Mike Miller, G, MIA – Miller suffered a “serious” thumb injury during Thursday’s practice. Not many details have surfaced yet, but we do know the injury is t1o his shooting hand. This could sideline Miller at the start of the regular season, so keep a close eye on the situation.


Kobe Bryant, G, LAL – It’s always foolish to get carried away by a proven player’s performance in the preseason, but Bryant’s lackluster play this fall has to at least raise an eyebrow or two. The five-time NBA champ is averaging just 11.0 points, 4.2 rebounds, and 2.3 assists through six exhibition games. Bryant is just 32, but with 14 seasons and over 1,200 career regular season and playoff games under his belt, Bryant has a lot of wear and tear on his legs. We’re not saying he won’t be an All-Star again this year, but one of these seasons, Bryant will stop offering first-round fantasy value. This could be that season.

Antawn Jamison, F, CLE – Jamison appears to be set for a bench role this season with the Cavaliers. The last time Jamison came off the bench was with the Mavericks in 2003-04. That season was the second worst campaign of his career (the worst was his rookie season). The 34-year-old vet will still see ample playing time in a reserve role, but his career averages of 12.7 points and 6.2 rebounds as a reserve certainly hint at a looming drop in production.

Thaddeus Young, F, PHI – Like Jamison, Young appears destined to start off the regular season as a reserve. Young’s production held pretty steady last season whether he was starting or coming off the bench, but he still deserves a slight drop because the move to a reserve role will severely dampen his chances of a breakout season. At this point, we should probably accept Young as the middling fantasy option he has been the past two seasons.

Corey Brewer, G/F, MIN – Trying to decipher Minnesota general manager David Kahn’s grand plan as he builds his roster is impossible, but after offseason additions of Wes Johnson and Martell Webster, it’s pretty clear Brewer doesn’t figure into them prominently. Brewer has started four games at shooting guard during the preseason, but after averaging just 4.1 points in seven outings, his hold on the gig is anything but tight. The Timberwolves are desperate for shooters who can stretch the floor, which is a skill both Johnson and Webster excel at. Don’t be surprised if Brewer is exiled to a reserve role sooner rather than later.

Josh Childress, G/F, PHO – Childress suffered a broken right index finger in Tuesday’s preseason win over the Warriors.
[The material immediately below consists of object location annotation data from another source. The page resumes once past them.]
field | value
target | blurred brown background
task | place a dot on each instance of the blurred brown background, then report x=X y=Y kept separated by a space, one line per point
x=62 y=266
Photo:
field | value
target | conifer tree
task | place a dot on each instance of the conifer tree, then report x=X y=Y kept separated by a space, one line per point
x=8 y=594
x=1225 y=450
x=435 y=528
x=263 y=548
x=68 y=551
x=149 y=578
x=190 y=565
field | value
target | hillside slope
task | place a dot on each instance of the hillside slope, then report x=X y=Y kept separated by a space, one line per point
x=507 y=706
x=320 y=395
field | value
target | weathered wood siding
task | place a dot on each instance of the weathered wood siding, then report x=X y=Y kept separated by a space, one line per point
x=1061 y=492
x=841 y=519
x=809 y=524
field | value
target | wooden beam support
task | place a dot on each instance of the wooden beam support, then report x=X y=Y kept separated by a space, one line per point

He will sit out the next week before being re-evaluated. This might not sideline Childress long, but it’s never good for a player trying to carve out a role on a new squad to miss time early in the season.

Kenyon Martin, F, DEN – Nuggets coach George Karl doesn’t expect Martin (knee) to be ready until January. That gives teammate Al Harrington plenty of time to establish himself as the team’s starting power forward for the entire season. Unless you’re in a deep league with extra bench spots, there’s not much reason to own Martin for the first couple months of the season.

Marcus Thornton, G, NOR – As mentioned above, Thornton has been relegated to a reserve role to start the regular season. Thornton currently has an ADP of 74 on, but given his status as a reserve and struggles this preseason (4.8 ppg), he shouldn’t be drafted in most shallow formats. Like his rookie season, Thornton could turn things on later in the season, but that’s what the waiver wire is for.